Buffalo, N.Y. (WBEN) - Western New York's landscape is beginning to pop with fall colors. For some trees, it's an earlier leaf peeping season, due to a hot, dry summer.
"The drought is a stressor on trees, no doubt about it," said WKBW meteorologist Andy Parker on WBEN. "What you'll notice is that some trees wear that stress a little more than others, such as Beech and Birch trees. You're already seeing some crinkling and browning of the leaves."
But Parker noted the process by which the leaves change is independent of whether it's wet or not.
"It has a lot to do with the sun and the cool nights. The trees are starting to retract the chlorophyll, (the pigment that gives them their color)," Parker explained." The nutrients in the leaves are being pulled back into the tree so it can prepare for next season. When you have cool nights, which we had in early September, it locks off the process of the chlorophyll coming out of the leaf."

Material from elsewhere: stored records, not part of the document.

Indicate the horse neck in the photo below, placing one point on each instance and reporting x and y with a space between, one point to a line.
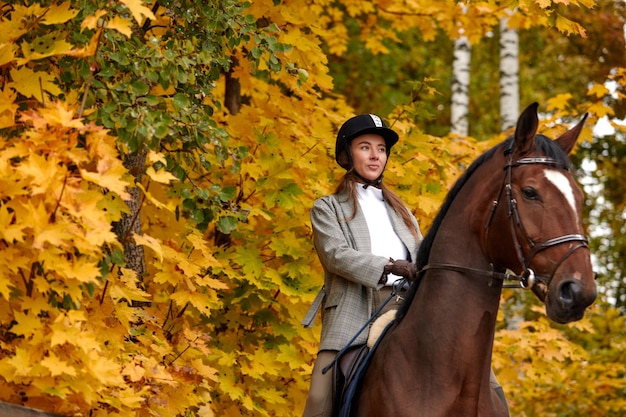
456 311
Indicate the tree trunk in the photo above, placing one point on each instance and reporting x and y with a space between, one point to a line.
134 254
509 75
459 109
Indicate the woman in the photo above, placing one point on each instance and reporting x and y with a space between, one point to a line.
365 239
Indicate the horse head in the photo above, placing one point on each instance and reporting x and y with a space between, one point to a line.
540 211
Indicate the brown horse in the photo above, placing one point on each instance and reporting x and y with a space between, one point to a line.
517 208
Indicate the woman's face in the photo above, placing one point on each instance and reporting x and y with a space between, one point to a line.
369 155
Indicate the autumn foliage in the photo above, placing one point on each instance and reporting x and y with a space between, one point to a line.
155 246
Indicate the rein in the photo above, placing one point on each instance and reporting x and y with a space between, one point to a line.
527 278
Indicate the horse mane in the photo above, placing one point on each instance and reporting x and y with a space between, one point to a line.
544 146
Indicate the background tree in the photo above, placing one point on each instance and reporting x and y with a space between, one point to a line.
200 135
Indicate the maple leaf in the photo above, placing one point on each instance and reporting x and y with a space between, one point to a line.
21 363
56 366
109 177
161 176
150 242
26 324
138 10
105 370
126 288
59 13
31 83
7 53
124 26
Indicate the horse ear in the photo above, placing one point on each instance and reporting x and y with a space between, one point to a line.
568 139
526 128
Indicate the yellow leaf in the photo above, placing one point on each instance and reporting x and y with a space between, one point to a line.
162 176
30 83
10 230
56 366
7 53
21 361
110 178
81 269
26 324
598 90
59 13
126 288
44 46
134 372
92 22
151 243
153 157
170 206
600 109
120 24
200 301
138 10
106 370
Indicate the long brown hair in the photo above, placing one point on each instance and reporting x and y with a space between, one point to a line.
348 185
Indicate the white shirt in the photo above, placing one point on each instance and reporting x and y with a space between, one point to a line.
384 240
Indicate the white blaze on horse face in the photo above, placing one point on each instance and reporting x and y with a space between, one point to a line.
561 182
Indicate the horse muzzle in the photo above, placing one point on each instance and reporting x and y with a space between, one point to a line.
567 299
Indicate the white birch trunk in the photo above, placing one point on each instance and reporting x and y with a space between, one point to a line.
459 108
509 76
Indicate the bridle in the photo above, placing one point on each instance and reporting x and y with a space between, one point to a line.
527 278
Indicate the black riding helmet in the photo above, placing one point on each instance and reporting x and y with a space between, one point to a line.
360 125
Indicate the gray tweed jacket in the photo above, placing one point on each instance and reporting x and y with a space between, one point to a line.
351 271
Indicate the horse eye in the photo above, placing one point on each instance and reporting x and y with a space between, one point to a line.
530 193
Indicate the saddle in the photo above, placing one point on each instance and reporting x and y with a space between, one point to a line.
344 372
351 364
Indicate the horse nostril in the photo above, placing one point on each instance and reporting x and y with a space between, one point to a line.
568 290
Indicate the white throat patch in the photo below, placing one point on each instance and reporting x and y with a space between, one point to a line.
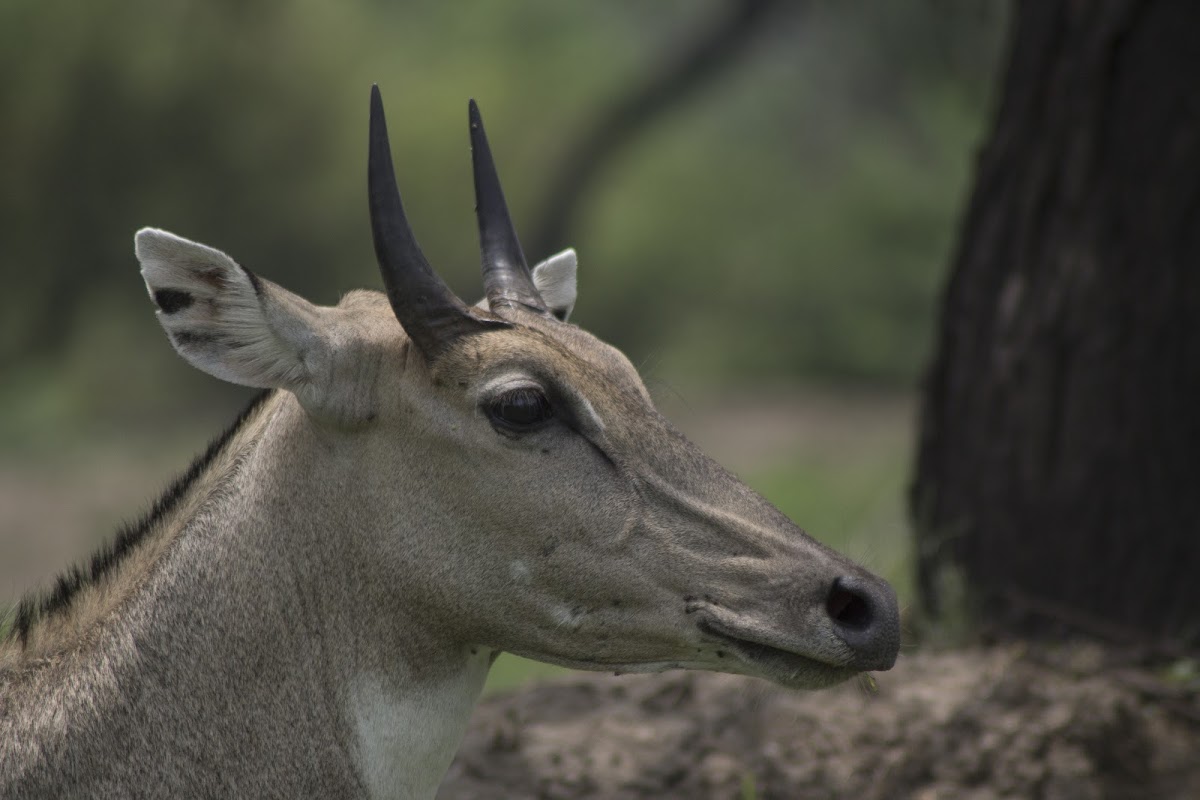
408 735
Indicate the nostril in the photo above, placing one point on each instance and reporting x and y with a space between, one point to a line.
849 608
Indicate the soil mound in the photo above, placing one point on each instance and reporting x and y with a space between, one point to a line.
966 726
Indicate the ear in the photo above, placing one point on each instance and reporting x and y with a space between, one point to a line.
555 280
225 319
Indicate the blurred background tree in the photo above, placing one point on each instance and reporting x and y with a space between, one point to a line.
809 184
1061 417
766 204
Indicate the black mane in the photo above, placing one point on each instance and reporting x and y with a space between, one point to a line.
37 605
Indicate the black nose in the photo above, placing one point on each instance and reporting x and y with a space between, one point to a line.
867 618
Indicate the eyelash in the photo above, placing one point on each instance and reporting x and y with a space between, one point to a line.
520 409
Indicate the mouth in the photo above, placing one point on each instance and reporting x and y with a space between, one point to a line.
784 667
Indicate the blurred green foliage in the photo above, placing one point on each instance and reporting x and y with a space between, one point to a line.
790 221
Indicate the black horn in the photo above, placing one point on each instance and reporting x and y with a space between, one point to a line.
507 276
431 313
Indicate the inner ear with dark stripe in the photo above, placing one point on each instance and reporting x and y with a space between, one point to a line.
226 320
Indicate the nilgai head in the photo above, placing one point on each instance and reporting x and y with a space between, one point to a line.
503 475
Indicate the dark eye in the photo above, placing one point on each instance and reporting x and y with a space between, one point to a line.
520 409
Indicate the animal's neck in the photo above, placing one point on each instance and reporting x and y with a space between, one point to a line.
255 617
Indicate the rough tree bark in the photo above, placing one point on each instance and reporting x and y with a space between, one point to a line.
1059 459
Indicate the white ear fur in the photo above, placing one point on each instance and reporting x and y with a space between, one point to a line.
555 280
226 320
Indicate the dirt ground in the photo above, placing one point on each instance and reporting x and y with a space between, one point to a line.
1012 721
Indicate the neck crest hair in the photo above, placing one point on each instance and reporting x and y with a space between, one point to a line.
102 577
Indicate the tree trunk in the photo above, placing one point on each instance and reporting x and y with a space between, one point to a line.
1059 459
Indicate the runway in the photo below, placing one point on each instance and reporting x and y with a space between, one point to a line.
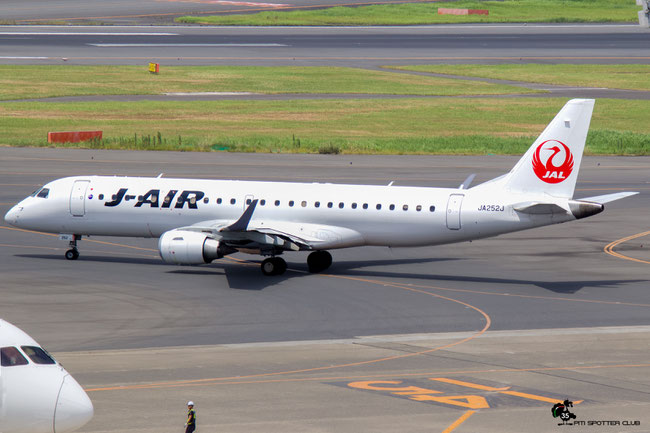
347 46
513 321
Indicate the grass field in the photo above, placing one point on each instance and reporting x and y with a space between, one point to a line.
23 82
403 126
635 77
557 11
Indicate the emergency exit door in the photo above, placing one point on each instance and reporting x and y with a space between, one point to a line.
78 197
453 211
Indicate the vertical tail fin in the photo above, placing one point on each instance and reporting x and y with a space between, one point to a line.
552 163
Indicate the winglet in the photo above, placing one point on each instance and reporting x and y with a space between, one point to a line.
242 223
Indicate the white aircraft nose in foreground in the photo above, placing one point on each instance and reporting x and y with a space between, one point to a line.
199 221
37 395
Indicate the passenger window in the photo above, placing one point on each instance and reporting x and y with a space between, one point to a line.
11 356
43 193
38 355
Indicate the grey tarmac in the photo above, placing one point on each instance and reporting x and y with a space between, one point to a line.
505 326
339 46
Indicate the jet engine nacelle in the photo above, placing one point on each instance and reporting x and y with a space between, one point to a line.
184 247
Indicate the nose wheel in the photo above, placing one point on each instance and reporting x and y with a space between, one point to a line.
274 266
73 252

Chlorophyll absorbs sunlight, carbon dioxide, and water to create sugars, giving leaves their green color because it reflects green light.

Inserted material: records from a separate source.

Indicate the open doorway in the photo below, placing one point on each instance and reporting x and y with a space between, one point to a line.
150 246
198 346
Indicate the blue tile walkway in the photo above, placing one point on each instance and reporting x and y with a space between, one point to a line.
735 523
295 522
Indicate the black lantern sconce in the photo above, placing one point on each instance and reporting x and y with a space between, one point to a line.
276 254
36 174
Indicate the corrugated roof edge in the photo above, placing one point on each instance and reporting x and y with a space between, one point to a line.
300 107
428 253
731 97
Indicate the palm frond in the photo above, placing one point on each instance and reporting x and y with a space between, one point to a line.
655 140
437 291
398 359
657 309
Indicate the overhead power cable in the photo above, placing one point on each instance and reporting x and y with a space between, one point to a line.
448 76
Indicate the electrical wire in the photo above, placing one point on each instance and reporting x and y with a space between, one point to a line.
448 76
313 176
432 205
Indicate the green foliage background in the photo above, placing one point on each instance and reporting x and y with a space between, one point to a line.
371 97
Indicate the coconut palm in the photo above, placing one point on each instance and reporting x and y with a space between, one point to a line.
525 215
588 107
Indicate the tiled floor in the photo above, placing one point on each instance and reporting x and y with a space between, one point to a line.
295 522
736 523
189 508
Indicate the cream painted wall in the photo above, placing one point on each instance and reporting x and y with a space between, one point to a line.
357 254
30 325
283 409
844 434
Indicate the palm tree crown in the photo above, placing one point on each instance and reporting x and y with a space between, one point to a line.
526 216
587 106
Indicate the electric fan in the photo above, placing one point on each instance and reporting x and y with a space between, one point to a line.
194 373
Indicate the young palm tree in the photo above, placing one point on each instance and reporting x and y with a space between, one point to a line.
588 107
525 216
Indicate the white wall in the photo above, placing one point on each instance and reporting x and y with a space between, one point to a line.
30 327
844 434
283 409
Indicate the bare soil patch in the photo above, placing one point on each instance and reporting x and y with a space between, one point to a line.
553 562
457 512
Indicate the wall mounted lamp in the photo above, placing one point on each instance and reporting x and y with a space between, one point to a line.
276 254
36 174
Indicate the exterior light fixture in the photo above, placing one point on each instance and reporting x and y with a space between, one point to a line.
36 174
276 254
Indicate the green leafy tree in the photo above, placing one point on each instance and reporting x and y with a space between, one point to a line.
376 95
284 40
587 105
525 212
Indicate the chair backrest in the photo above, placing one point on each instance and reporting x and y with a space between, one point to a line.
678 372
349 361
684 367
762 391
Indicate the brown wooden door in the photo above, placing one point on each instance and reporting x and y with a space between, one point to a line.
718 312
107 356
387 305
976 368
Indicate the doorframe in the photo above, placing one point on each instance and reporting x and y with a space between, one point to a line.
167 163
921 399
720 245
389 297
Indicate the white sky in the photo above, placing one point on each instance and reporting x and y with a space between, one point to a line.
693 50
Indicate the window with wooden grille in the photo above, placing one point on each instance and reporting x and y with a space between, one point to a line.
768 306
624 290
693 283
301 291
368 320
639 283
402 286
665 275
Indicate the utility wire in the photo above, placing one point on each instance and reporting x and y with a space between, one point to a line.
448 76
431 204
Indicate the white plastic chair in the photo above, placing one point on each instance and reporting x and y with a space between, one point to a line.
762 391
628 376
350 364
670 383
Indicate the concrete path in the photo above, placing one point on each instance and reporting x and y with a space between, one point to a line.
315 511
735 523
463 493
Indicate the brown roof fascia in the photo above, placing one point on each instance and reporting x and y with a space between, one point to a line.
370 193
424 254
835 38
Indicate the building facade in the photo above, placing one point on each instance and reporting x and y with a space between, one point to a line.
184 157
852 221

"During our run with sunny days, trees were still producing sugars but the cool nights were restricting those sugars from being drawn out of the leaf. When the Chlorophyll begins to act you see more purples, reds and oranges. The less chlorophyll you have, the easier it is for the tree to extract it, and it brings out more yellows," Parker elaborated.
Every year, Parker says the changing of the leaves can be so different.
"If you have a cloudy, wet, mild fall, it may prolong fall. But this one looks like it's beginning early," he said.
Parker also notes that our recent run of sunny days and cool nights will serve to produce some brighter colors this fall.